Offered by Galerie Gabrielle Laroche
ORIGIN : ITALY, VENICE
PERIOD : 17th CENTURY
Height : 53 cm
Length : 50 cm
Original iron suspension hook.
From the Middle-Ages to the twentieth century, streets of Europe were punctuated by the merchants’ calls and by their shop signs hanging over the road for the strollers to look at. Those signs were made from wood or metal and presented a great variety of forms evoking the shop’s name or the merchant’s trade in a literal or humorous way. This system of physical occupation of the urban visual space allowed shops to mark the passerbys, to win customers and to assert their reputation. The leverage of these shop signs was such that nowadays some streets bear a name evoking a shop sign long gone.
Our pair of shop signs depict the bust of a black man. It reminds us that from the 16th century onward trade between Europe and Africa intensified remarkably. The subject of the African man was already present in Middle Ages’ art but during the 16th and 17th century it regained a new favour stretching from painting and sculpture to literature (Shakespeare’s Othello in 1604). However, black persons are not only seen through works of art they could also live in town. Servants coming from Africa were a potent expression of the means of the employer’s family. Soon the African man embodies a whole thriving economic system. He evokes products and goods coming from remote places – Africa, Asia, America – rare and expensive.

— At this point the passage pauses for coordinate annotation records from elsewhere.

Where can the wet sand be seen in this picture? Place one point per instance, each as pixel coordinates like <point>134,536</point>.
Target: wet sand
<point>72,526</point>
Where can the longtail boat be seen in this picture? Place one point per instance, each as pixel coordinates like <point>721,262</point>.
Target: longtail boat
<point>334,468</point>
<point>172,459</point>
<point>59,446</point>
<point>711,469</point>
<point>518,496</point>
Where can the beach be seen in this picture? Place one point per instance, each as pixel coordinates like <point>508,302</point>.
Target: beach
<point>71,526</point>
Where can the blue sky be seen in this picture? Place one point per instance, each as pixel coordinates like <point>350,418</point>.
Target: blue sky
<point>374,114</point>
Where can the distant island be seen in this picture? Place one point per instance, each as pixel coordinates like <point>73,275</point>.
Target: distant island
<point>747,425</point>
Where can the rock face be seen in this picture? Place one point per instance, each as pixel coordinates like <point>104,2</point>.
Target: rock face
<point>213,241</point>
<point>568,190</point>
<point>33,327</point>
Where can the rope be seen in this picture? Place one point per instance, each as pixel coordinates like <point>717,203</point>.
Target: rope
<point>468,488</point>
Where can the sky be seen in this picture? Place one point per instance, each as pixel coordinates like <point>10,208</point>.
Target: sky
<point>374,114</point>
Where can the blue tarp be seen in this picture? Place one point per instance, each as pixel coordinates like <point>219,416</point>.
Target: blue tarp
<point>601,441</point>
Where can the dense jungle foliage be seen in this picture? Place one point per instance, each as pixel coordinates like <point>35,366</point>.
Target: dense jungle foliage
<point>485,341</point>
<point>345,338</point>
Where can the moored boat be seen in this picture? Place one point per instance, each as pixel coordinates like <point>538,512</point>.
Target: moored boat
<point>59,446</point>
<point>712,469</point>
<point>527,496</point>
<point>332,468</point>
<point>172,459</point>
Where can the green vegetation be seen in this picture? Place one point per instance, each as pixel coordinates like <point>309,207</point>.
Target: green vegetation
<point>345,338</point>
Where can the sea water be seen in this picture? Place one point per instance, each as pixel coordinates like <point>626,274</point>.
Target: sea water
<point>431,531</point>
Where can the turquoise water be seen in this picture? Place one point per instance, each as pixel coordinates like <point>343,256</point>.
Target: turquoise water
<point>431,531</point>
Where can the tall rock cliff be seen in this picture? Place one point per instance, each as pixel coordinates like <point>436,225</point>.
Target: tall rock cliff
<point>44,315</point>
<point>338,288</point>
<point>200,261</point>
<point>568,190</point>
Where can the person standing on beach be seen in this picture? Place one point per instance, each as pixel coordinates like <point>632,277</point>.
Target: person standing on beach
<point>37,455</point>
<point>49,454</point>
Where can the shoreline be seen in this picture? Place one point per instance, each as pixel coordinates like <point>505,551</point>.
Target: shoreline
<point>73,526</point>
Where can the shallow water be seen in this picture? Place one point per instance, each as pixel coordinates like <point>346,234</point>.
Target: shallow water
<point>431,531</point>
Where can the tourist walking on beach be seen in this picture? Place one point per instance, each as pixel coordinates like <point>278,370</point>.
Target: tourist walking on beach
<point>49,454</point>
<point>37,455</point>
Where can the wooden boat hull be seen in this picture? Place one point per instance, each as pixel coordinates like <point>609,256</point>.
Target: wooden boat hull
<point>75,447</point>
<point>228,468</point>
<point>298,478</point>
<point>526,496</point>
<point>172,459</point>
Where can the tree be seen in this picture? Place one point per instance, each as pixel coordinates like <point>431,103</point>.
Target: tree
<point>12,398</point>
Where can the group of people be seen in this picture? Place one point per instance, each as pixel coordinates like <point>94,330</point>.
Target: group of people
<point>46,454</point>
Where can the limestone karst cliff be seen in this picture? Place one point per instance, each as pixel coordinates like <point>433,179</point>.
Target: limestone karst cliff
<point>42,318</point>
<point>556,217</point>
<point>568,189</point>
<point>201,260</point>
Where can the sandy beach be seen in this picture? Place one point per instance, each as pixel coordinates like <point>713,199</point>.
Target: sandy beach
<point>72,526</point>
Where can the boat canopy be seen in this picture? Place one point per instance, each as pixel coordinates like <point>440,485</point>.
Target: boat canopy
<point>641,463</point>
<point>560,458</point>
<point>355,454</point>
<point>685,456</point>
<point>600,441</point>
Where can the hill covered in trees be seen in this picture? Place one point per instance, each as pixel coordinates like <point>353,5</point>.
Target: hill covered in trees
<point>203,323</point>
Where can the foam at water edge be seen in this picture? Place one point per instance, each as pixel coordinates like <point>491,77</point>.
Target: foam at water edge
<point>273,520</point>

With the colonisation expanding and the slavery growing black persons are depicted in an exagerated way. Faces with grotesque features – such as our bust’s wide nose and thick lips – expresses booming racialists and rascists theories. The sailor’s outfit refers for its part to the maritime dimension of the trade between the two continents. Undoubtedly our shop signs were located on an upscale shop’s front. Perhaps this boutique sold foreign luxury goods such as coffee, chocolate or fabrics, perfectly personified by those two overseas ambassadors.
Beside their striking plastic quality and their vivid polychromy those two busts of Moors are also a precious testimony of a society especially fond of distant land’s evocations.